An aspect of manufacturing excellence is organizational adaptability toward market dynamics. The agility with which one adjusts to the changing market demands often decides manufacturing success. Similarly, it may be perceived that successful project execution features the ability to rapidly change with dynamic project requirements. There may also be a perception that changes made before the start of plant construction are inconsequential since concrete is yet to be poured into the ground. However, this could not be farther from the truth. Arguably, the leading cause of poor project execution is loosely defined and/or changing project requirements. Not to lose out on the adaptability of the plant, well-defined and steady project requirements should account for the flexibility expected from the plant. Changes, if necessary, should be disciplined via a controlled change management process.

Engineering documents evolve through a structured work process. The documents contain immense amounts of interlinked data. Rapid and uncontrolled changes tend to result in incoherent documents. Late-breaking changes – especially in process parameters – have cascading effects across the project. Consequently, these approaches tend to result in cost and schedule overruns plus a potentially suboptimal plant. A stage-gate process with effective change management affects discipline on these changes thereby enabling well-defined and steady project requirements. Development of engineering documents at each stage should begin only after the stage gate conditions are met in form of signed-off documents as shown below in Figure 1 and Table 1.

Stage-Gate PurposeSigned-Off Document
Gate 1 Entry to Conceptual
Design Stage
Design Basis
Gate 2Exit from the Conceptual Design Stage / Entry into FEED Stage PFD, Material Selection Diagram, Equipment List, Conceptual Capex (Optional)
Gate 3Exit from FEED Stage /
Entry to Detail
Engineering Stage
P&IDs, UFD, PDS, Conceptual
Layout, FEED CapEx (Optional)
Gate 4Exit from Detail
Engineering Stage
MDS, Equipment layout,
3D Model, IDS, Control System, E & I Layouts, DE CapEx

Table 1: Stage-Gate Process for the Engineering Phase

Next, if documents need to be changed after the closure of the stage gate, then a change management process should control these changes. This process mandates the following steps (as shown in Figure 2):

Request for Change: The project team identifies a change that needs to be made to the signed-off documents and requests for the change along with a suitable justification
Impact Assessment: Jointly with the engineering consultant, the project team assesses the impact of the change in terms of project schedule and CapEx.
Approval of Change: After due consideration of the justification for the change along with its time and cost implications, the Management-sponsor approves the change. Changes that are not approved would naturally be discarded.
Execution of Change: Jointly with the engineering consultant, the project team executes the change.

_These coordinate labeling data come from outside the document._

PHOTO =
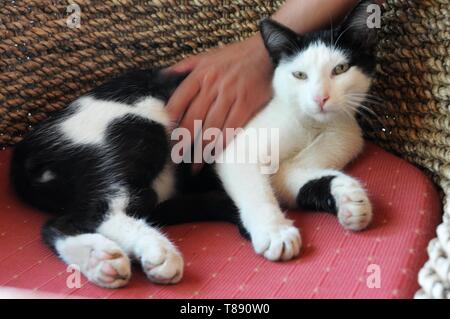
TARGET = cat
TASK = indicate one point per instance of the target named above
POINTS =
(103, 165)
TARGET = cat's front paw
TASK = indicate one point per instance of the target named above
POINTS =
(354, 210)
(280, 241)
(163, 264)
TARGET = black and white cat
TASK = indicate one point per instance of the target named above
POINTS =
(103, 163)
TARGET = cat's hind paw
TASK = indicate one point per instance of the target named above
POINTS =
(354, 210)
(277, 242)
(108, 267)
(163, 265)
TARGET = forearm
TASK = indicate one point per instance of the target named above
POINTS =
(306, 15)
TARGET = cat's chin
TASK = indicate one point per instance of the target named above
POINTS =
(322, 117)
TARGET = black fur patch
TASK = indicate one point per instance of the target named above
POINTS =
(353, 37)
(316, 195)
(134, 85)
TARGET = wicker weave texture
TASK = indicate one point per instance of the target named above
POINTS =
(413, 80)
(45, 64)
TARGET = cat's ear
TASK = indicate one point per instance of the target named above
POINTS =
(278, 39)
(359, 26)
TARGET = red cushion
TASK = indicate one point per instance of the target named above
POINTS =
(220, 264)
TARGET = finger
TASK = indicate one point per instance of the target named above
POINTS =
(197, 111)
(217, 114)
(182, 97)
(185, 65)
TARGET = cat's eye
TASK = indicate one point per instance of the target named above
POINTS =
(341, 68)
(300, 75)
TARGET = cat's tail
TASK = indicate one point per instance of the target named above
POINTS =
(198, 207)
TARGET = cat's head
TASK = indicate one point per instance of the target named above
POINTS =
(323, 73)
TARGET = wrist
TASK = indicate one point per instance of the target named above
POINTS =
(258, 51)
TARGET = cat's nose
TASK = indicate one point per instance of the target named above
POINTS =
(321, 100)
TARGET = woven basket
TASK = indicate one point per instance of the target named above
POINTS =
(44, 64)
(413, 80)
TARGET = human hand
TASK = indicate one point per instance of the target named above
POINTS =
(226, 87)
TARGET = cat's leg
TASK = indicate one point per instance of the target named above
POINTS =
(160, 259)
(100, 259)
(272, 234)
(325, 190)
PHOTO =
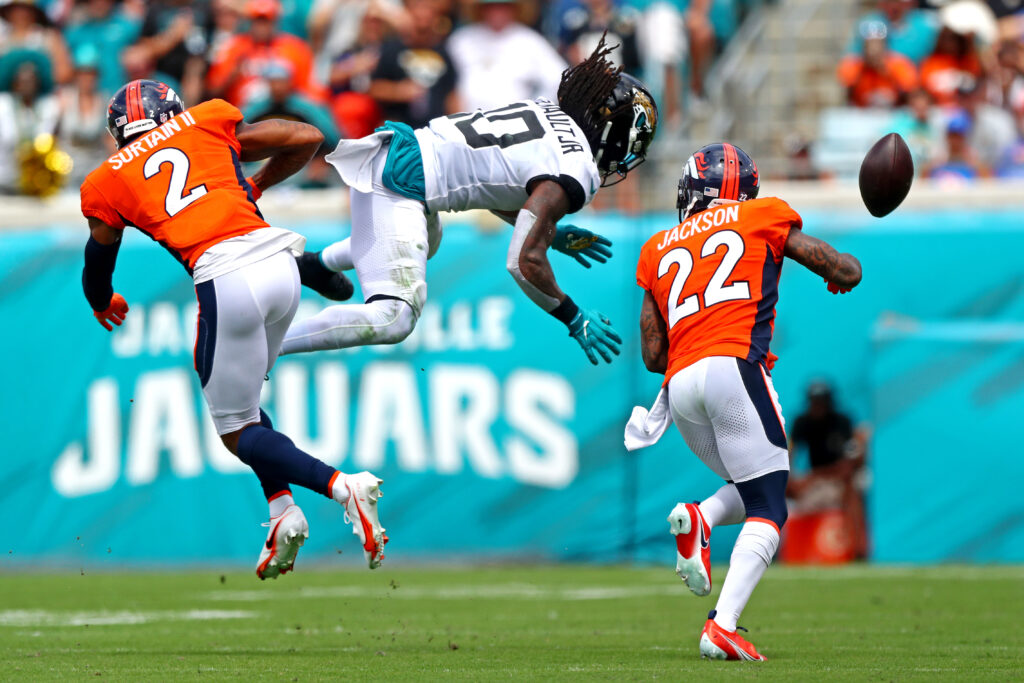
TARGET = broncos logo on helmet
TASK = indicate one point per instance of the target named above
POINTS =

Incorporating these procedures controls the dynamic changes in the engineering phase of the project mitigating a severe challenge in the workflow. In addition, other considerations like the selection of the right engineering consultant, standardization of systems, and proficient monitoring systems for quality and schedule are also crucial for effective engineering. Together these systems ensure a smooth and effective engineering phase of the project.